Dünya bizi takdir etmekle yetinmeyip yükü de paylaşmalı
Göç İdaresi Genel Müdürü Abdullah Ayaz da uluslararası camianın Türkiye'nin açık kapı politikası övgülerine ve ödüllerine atıf yaptı; “Artık bununla yetinilmemeli. Türkiye'nin yükünün paylaşılması bağlamında daha iyi adımlar atılmalı” dedi.
Türkiye'nin Suriye'de iç savaşın başladığı 2011 yılından bu yana ulusal, uluslararası hukuk ve vicdana aykırı hiçbir eyleminin olmadığını anlatan Göç İdaresi Genel Müdürü Abdullah Ayaz, şöyle dedi:
“Şu an dünyada her bir dakikada onlarca insan farklı ülkelere sığınmaya çalışıyor. Avrupa ve diğer ülkeler 2010 yılından sonra yeniden duvar örmeye çalışıyorlar. Göç olgusunu ve göçmenleri sınırlarının dışında tutmaya çalışıyorlar. Ancak hayatını ortaya koyarak yola çıkan insanı durdurmanın imkânı yoktur. Bir belgeselde seyretmiştim. Göçmen şöyle diyordu: 'Göçün bin derdi var. En hafifi ölüm'
Dünyada 69 milyon insan yerlerinden edildi
Türkiye Cumhuriyeti İçişleri Bakanlığı Afet ve Acil Durum Yönetim Başkanlığı (AFAD) Başkanı Dr. Mehmet Güllüoğlu da bugün dünyada 69 milyon insanın zorla yerinden edildiğini söyledi.
42 ülkede 132 milyon kişinin insani yardıma muhtaç olduğunu belirten Dr. Güllüoğlu şöyle dedi:
“Rakamlar bize her 70 kişiden birinin insani yardıma muhtaç olduğunu gösteriyor. Dolayısıyla karşımızda aktif bir kriz var. Türkiye'de 3.6 milyon Suriyeli var. Biz AFAD olarak kamp kuruyoruz. Eğitim, sağlık hizmeti veriyoruz. Meslek edindirmeye yönelik programlar hayata geçiriyoruz. Biz “dünyaya gelin bu yükü beraber çekelim” diyoruz. Takdir etmeyi bırakın. AFAD Suriye içerisinde de kamplar kuruyor. Zira orada hizmeti artırarak yeni dalgaları önlemeye çalışıyoruz. Fırat Kalkanı, Zeytin Dalı Harekâtı bölgesinde, İdlib’ de çalışmalar yapıyoruz.”

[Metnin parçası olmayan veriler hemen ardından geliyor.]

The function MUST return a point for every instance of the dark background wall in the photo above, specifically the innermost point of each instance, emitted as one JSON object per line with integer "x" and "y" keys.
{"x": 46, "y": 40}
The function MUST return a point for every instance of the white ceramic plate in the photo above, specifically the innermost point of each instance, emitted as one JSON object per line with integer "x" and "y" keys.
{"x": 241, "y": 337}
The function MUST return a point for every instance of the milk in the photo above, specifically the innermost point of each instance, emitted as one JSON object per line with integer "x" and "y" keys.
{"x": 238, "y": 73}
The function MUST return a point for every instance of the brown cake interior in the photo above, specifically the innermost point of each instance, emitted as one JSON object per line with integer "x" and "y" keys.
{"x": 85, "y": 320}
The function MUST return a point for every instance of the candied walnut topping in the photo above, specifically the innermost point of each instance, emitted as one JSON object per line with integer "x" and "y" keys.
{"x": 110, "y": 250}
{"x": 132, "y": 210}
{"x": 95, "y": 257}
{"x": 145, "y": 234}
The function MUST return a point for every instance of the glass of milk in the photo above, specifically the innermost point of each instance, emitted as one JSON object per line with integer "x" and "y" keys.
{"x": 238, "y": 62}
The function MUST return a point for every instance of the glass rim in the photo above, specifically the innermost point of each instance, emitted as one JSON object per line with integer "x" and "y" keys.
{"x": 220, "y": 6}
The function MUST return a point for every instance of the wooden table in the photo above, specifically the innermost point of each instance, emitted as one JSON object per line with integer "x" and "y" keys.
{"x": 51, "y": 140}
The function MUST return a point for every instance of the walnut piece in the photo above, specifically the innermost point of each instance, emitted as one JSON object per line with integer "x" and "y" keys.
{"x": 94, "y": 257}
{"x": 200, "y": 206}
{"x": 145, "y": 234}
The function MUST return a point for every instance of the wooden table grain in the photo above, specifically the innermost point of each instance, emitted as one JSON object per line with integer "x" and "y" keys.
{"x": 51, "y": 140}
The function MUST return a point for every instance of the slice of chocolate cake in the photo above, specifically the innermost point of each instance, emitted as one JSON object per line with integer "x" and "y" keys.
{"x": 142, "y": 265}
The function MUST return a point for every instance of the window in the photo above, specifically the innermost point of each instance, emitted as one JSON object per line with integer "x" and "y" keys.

2018 yılı raporlarına göre Türkiye insani yardımda dünya 1'incisi durumunda
Güllüoğlu, “Türkiye, 2018 yılı raporlarına göre insani yardım açısından dünyada 1'inci durumda. Ancak dünyaya bu yükü beraber çekelim mesajı da veriyoruz. Gelecekte iklim değişikliği kaynaklı, gıda-su sorunu nedeniyle küresel göçler yaşanabilir.” diyerek konuşmasını sonlandırdı.
Geçici sığınmacı konusu bitince toplum merkezlerini halkımız için değerlendireceğiz
Türk Kızılay Genel Müdürü Dr. İbrahim Altan da 1868 tarihinden bu yana evrensel değerler ölçeğinde hizmet verdiklerini söyledi. Altan, Fırat Kalkanı bölgesi, Halep, İdlib’ de çadır kentler kurduklarını anlatarak Avrupa Birliğinden (AB) gelen fonu da yönettiklerini ifade etti. 1 milyar dolar bütçesi olan fonun şu ana değin 822 milyon dolarının harcandığına atıf yapan Altan, şöyle dedi: “Suriye uyruklu çocuklar için de programlar yapıyoruz. Türkiye'de doğan çocuk sayısı 415 bin. Çocuklara psiko-sosyal destek veriyoruz. Türk Kızılayı, UNESCO UNICEF ve Kızılhaç işbirliği ile toplum merkezleri açtık. Mülteci sorunu bittikten sonra Türk Kızılayı olarak bu noktalarda milletimiz için hizmetleri sürdürmeye devam edeceğiz.”